AI can help turn heavily user dependent devices into seamlessly integrated, clinical workflow-enabling devices. We are entering a moment where the true potential of virtual care is being unlocked, facilitated by the growing prospect of the availability of an AI-enabled virtual care device in every hospital room.  

What risks need to be top of mind when implementing AI in healthcare settings?  

While one may not be worried about what’s at stake when using AI to help write a bedtime story, the stakes of healthcare are much higher. AI-enabled devices in every hospital room could bring virtual care to life, but there are important questions to consider. 

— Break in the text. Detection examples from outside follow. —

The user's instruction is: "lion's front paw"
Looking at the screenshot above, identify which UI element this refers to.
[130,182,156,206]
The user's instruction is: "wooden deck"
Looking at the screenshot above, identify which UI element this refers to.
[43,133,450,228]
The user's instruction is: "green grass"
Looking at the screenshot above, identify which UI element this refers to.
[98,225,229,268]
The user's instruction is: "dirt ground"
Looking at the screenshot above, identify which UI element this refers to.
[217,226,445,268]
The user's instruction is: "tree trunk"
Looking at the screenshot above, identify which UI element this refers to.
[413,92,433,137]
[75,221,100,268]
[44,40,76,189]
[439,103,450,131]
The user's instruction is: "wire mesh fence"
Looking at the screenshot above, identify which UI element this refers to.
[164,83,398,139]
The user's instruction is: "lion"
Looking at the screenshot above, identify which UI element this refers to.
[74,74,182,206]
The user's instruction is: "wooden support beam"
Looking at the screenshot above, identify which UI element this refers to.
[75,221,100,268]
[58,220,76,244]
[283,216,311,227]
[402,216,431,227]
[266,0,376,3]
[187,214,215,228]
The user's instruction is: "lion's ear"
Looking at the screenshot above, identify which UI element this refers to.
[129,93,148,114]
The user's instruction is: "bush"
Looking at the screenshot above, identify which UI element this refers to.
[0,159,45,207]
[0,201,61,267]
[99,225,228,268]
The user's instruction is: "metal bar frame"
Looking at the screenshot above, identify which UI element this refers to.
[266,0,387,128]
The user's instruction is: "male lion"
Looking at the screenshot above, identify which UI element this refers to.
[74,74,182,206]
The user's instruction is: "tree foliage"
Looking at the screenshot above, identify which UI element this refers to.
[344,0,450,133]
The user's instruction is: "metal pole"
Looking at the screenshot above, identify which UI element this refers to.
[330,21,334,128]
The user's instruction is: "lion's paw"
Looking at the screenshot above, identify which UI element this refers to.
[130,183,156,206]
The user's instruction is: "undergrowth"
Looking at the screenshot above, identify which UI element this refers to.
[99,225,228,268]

  • Are cameras and speakers now the equivalent of a door to the patient room?  
  • Who decides when the door should be open or closed?   
  • How do patients, staff, and visitors know that the doors are open, and what does that mean?   
  • What happens if multiple virtual care team members try to open that door and walk in at the same time?   
  • Which patients do, or do not, qualify for virtual care models and participation? 
  • The list goes on…. 

So, is AI just a short-lived buzzword, or are there clinically relevant use cases that you can take advantage of? Industry experience tells us to avoid getting our hopes up, else our belief in a healthy future might be dashed. We now know that failure is not an option. If we can all see the challenges for what they are and take a mindful approach to what and how we implement, then AI in healthcare may be the ‘silver bullet’ we’ve been promised for years.